Still on sale. Must be a discontinued item as the current colors are also included in this price.


----------



## Ann in Arlington (Oct 27, 2008)

FWIW, My HDX 8.9 fits in the tablet hipster (in a sleeve), with a blue tooth keyboard and my 7" HDX in the amazon case.  I also have a small stand that folds flat, the charger and cord, a portable power pack, and a stylus.  Nothing feels 'stuffed' and the zipper zips just fine.  I could put my regular kindle in there as well, I'm sure, but it's always in my purse anyway.  The hipster is for carrying extra tech stuff -- like for traveling.

I WILL note that I have a 10.1" tablet/computer with keyboard case (Win 8 type thing) that's just a scosh too big to fit in it.  Which is kind of a bummer.  But I'm sure there's be no problem with a somewhat thinner tablet.  Actually, the tablet fits fine -- unless I have it in the keyboard cover.


----------



## cagnes (Oct 13, 2009)

Thanks for posting, I ordered one!

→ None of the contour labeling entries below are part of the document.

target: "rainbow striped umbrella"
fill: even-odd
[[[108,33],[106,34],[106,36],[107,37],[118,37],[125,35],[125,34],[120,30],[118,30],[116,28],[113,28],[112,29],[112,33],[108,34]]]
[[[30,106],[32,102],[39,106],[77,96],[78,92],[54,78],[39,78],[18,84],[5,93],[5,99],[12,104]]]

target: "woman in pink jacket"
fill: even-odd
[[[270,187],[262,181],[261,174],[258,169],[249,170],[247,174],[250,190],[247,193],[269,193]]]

This will be my gadget travel bag, it should be perfect for carrying my iPad, Paperwhite & iPod.


----------



## Tabatha (Oct 4, 2009)

Please note: The New Style mini hipsters with the adjustable strap NO Longer fit the 7" tabs and readers as the strap is attached to the back slip in pocket corners reducing the opening, and the main compartment is a tiny bit shorter than the older styles so they cannot be zipped closed.

The PW and Baby K will still fit nicely in the main section as well as the front flip out section under flap. It is a bit difficult to get into the back slip pocket now due to the strap limitations.


----------



## mlewis78 (Apr 19, 2009)

I saw this too last night and ordered two of them tonight.  I know this is excessive, since I already have it in black.  I ordered in midnight blues (to go with my vera tote and large duffel) and plum crazy (to go with my plum crazy large color block tote).  I had both on my Amazon wish list for a while.

Seems that often when I ordered from VB, the price goes down more the week after.  I bought the zip around wallet full price in midnight blues last week and it's down $10 this week, but I did get the Vera tote with it at the same discount offered now ($65 -- regular price was $85).

Wonder why they are discontinuing this style, if that is the reason for the markdown (originally $65 for tablet hipster and $75 for black one).


----------



## Meemo (Oct 27, 2008)

Well I kept checking back and checking back, and after almost a week the solid Cobalt wouldn't sell out, so I had to help it along.  Just ordered.  I have a really cute bag I usually use for my tech toys when we travel, but it doesn't have the padding and pockets this has.  Cobalt would've probably been my last choice of the 4 colors, but the others did sell out, and I'm fine with the cobalt.


----------



## Tabatha (Oct 4, 2009)

It seems the solid colors are sold out online, except for the Cobalt Blue which is still available. Many of the Pattern colors are still available. Prices seem to be lower on ebay now as well. As for it being discontinued, some people complained it tipped forward badly if tablet was placed in the front flap pocket.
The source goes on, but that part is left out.